As revenge, the Hell’s Angels staged an elaborate plot to murder Jagger. According to a 2008 BBC documentary, a group of Hell’s Angels in the summer of 1975 boarded a boat and sailed toward Jagger’s luxurious vacation home in the ultra-wealthy region of Long Island, New York, called The Hamptons. But the Angels proved better bikers than boaters, all falling overboard when a storm hit before they reached Jagger’s holiday estate. Whether Jagger ever knew how close he came to death at the hands of the Hell’s Angels remains unclear.

Jagger is the Father of Eight Kids — Including a 1-Year-Old

The sexual exploits of the Rolling Stones frontman have made him as legendary as his songwriting and singing over the years. While married twice, Jagger’s eight children, who range in age from 46 to under one year, are the products of five different mothers. Perhaps the best-known of the Jagger brood are 25-year-old supermodel Georgia May Jagger, whose mother is former model Jerry Hall — one of Jagger’s two wives — and actor James Jagger, 32, who has starred in several British films and was featured in the recent HBO series Vinyl. Jagger also fathered his son James with Jerry Hall.

The Stones frontman’s other six kids are: Elizabeth Jagger, 33, a model whose mother is also Hall; Jade Jagger, 46, the only child from Mick’s marriage to Bianca De Macias Jagger; Lucas Maurice Morad Jagger, 17, who was fathered by Mick Jagger with Brazilian model Luciana Gimenez — while Jagger was still in a relationship with Hall; Karis Jagger, 47, Mick Jagger’s first child whose mother is singer Marsha Hunt, the inspiration for the Rolling Stones song “Brown Sugar”; Gabriel Jagger, 19, the last of Mick’s four children with Jerry Hall, who split with Jagger when Gabriel was only a year old; and finally, Deveraux Octavian Basil Jagger, who was born in December of 2016 to the then-73-year-old Mick Jagger and his 29-year-old companion Melanie Hamrick, a ballerina who is younger than all but two of Jagger’s previous children.

The Rolling Stones in 2016 (l-r) guitarist Ron Wood, who joined the band in 1976, Richards, Jagger, and Watts. [Image by Jason Kempin/Getty Images]

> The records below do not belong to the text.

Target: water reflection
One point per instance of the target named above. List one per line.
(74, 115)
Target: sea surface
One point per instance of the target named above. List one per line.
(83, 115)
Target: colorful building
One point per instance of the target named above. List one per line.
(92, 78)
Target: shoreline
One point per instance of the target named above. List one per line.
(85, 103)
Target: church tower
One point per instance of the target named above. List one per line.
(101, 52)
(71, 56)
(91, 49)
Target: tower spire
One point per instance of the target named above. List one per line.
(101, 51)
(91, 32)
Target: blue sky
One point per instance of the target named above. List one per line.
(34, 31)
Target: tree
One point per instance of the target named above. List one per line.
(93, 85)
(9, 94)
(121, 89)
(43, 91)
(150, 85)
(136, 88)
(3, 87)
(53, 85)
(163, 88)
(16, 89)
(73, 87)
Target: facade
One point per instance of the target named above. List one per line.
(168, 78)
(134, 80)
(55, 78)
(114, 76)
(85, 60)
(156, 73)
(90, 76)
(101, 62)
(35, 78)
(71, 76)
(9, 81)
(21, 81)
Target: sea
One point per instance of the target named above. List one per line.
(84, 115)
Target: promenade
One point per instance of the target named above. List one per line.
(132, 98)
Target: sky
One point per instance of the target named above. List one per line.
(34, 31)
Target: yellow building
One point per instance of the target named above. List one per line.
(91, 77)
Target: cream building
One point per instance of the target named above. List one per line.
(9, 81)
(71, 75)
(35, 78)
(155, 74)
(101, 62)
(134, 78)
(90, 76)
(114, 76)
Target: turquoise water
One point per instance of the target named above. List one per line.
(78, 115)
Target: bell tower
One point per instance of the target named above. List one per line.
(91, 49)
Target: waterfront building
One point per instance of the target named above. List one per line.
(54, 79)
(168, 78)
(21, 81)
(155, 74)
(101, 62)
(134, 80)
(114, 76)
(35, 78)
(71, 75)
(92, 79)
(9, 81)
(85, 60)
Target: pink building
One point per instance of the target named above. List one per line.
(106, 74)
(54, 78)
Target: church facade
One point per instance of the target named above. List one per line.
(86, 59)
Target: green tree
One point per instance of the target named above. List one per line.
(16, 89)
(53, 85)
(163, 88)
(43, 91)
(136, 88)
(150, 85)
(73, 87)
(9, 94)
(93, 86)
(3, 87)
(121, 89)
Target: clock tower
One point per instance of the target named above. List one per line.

Jagger Has Also Built a Film Acting Career

While Jagger has appeared in numerous films and TV programs as himself, he has also had starring roles in several dramatic films — perhaps most famously, the surreal Nicolas Roeg-directed 1970 British film, Performance. Though at the height of his own fame at the time, Jagger portrays “Turner,” a faded and decadent rock star who plays host to a violent gangster in hopes that the danger involved with provide a spark that will reignite his desire to perform.

Jagger had made his debut earlier in 1970 as the real-life outlaw Ned Kelly in the film of the same name. His most recent starring role came in 2001 as Luther Fox, the boss of a male escort service in The Man From Elysian Fields.

Jagger Has Written His Autobiography — But Refuses To Publish It

In 2010, Richards published a tell-all autobiography, Life, that quickly sold more than 1 million copies and became one of the bestselling rock music books of all time. But Jagger has also reportedly penned his own autobiography — though he refuses to publish the book.

In February of this year, British publishing magnate John Blake wrote an article in The Spectator magazine, in which he claimed to be in possession of a 75,000-word manuscript written by Mick Jagger himself, telling his own version of his life story and the story of The Rolling Stones.

Calling the manuscript “the rock ‘n’ roll equivalent of the Dead Sea Scrolls,” Blake said that Jagger wrote the book at the urging of Stones bass player Bill Wyman — but that despite a million dollar advance, a publisher rejected the book for being “light on sex and drugs,” Blake said, adding, “in the early 1980s, when it was written, shock and awe was a vital part of any successful autobiography.”

Though Blake believes that the book, which he says was likely written in collaboration with a ghostwriter, would be a financial goldmine, Jagger’s lawyer refuses to grant permission to publish the autobiography and Jagger has not confirmed that the book is actually his.